# Kennel name



## Chandoll (May 31, 2010)

Hi all... Well after alot of discussion and considration my husband and I gave decided we are going to breed!! We have experience with breeding our Persians so have some breeding experience!! We have the breeders we got lola from only a 30 min drive away and a phone call away!! The show ring will be our first priority tho!! Anyway we will be applying for our kennel name with the kennel club soon but we just have no idea what to have we want something unique but just have no idea we didn't struggle at all with our prefix for the cats!! Any suggestions or ideas would b great!!


----------



## sugarbaby (Dec 21, 2009)

congrates  maybe join you own names with your first chis some how ????


----------



## TripleAChihuahuas (Apr 8, 2010)

I have a website for my chis and had to come up with something so I did this
All 3 of my kids(human) start with the letter A = Triple A + Chihuahuas 
"Triple A Chihuahuas"


----------



## MakNLFi (Jun 8, 2010)

Maybe you could come up with a name like how Johnny Depp did for the name of his yacht - The Vajoliroja. He came up with that name by combining the first two letters of each of his family members. VA for Vanessa, JO for Johnny, LIRO for his daugher Lily-Rose, and JA for his son Jack. Maybe you could do something similar with your names and your Chi's names.


----------



## Chandoll (May 31, 2010)

The only name we have come up with so far is "Amarantha".... We tried the combining all our initials but it didn't really make ant sence lol....


----------



## TripleAChihuahuas (Apr 8, 2010)

how about your last name? a lot of the big breeders/show/kennel here use their last name. city you live in maybe?


----------



## Lou_lou (Jul 23, 2009)

im still trying to come up with mine, i have 3 so far looking for a list of about 10 because they usually accept the 5th or 6th choice! you cant use your 2nd name and you cant have the word chihuahua (or any other breed in full) in the name and common place names can not be used.
type the kennel name you are thinking of in the affix box and just put in anything random in the name box and it will check to see if the name is already in use. its been very helpful for me http://www.the-kennel-club.org.uk/services/public/registrations/namecheck/Default.aspx?id=6150 
xxx


----------



## Chandoll (May 31, 2010)

Thanks lou lou... Glad I'm not the only one that's having a hard time coming up with a kennel name!!! so do they not let you have your first choice how many names do you have to put down for them?
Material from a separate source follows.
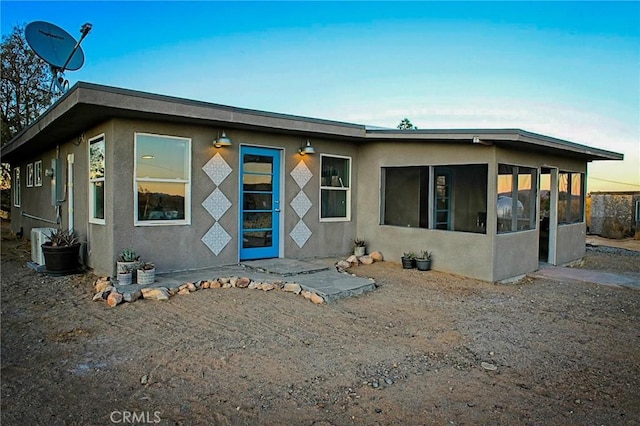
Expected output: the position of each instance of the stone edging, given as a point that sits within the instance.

I got my first choice from the gccf for my cats prefix!! Gosh it's so stressful isn't it!!!


----------



## Lou_lou (Jul 23, 2009)

well they dont let you have a name if it looks or sounds like someone else's, and then they will publish it in the kennel gazette and if no one objects then you will get it. i think on the form you get 5 choices and you put them in your order of preference. so it all depends what your choices are as to what they grant you best to have a lot to choose from.
iv been trying to think of one for about 6months now i didnt want to rush. but now i need to get one granted before they publish the chihuahua chronicles so i can have my page in there.


----------



## Chandoll (May 31, 2010)

What's the chihuahua chronicles?! On average how long does it take to get your name!! I was thinking of having about 5 or 6 names!! It's all fun isn't it.. Lol... Gosh I feel likeim choosing my childrens names again... That was bad enough!!


----------



## *Chloe* (Feb 6, 2006)

I got my second choice but i only put 2 down lol it took me a year and a long list of possible names - it takes 2 weeks for them to check into whether the name is taken or one similar then they grant the name then u have to wait for it to be published, mine isnt coming out in the gazette until september then they say if no one objects within 6 weeks from publication i will be allowed to use it

the British Chihuahua Club Chronical is published every year with the champ show results, CC winners and breeder adverts


----------



## Lou_lou (Jul 23, 2009)

Ah how exciting chloe can you txt me what ur name is? Am I allowed to know? are you getting it added onto the end of B's name?
it looks like I won't get mine in time for the chronicles then  bad times


----------



## Chandoll (May 31, 2010)

Thanks chloe!! So it probally roughly takes about 8-10 weeks!! Its quite a similar way to the way the gccf do it I had to have it published it our cats first and then wait few weeks before they granted me with my prefix!!!


----------



## TripleAChihuahuas (Apr 8, 2010)

wow thats alot of rules AKC is simple guess I am glad for that.


----------



## *Chloe* (Feb 6, 2006)

Lou_lou said:


> Ah how exciting chloe can you txt me what ur name is? Am I allowed to know? are you getting it added onto the end of B's name?
> it looks like I won't get mine in time for the chronicles then  bad times


yeah i would txt u it but im having a whole not sure if i like it now  .. so am gonna talk to the KC see if i can find out why my first was rejected as im 99% sure its not a taken affix .. not sure i will add it to B's name

i dont think the entry for the chronicle closes until december?


----------



## Lou_lou (Jul 23, 2009)

Yeah they don't close untill them but with it being 70pounds then a extra 30 to have it added to the dogs names I have to wait untill after my wedding because I don't have the money spare so it won't be till the end of september till I can apply.


----------



## Chandoll (May 31, 2010)

*Chloe* said:


> yeah i would txt u it but im having a whole not sure if i like it now  .. so am gonna talk to the KC see if i can find out why my first was rejected as im 99% sure its not a taken affix .. not sure i will add it to B's name
> 
> i dont think the entry for the chronicle closes until december?


Chloe hope you can talk to the kc and get it sorted it would b a shame to have a kennel name that your not keen on!! Wonder why they didn't accept your first choice!!


----------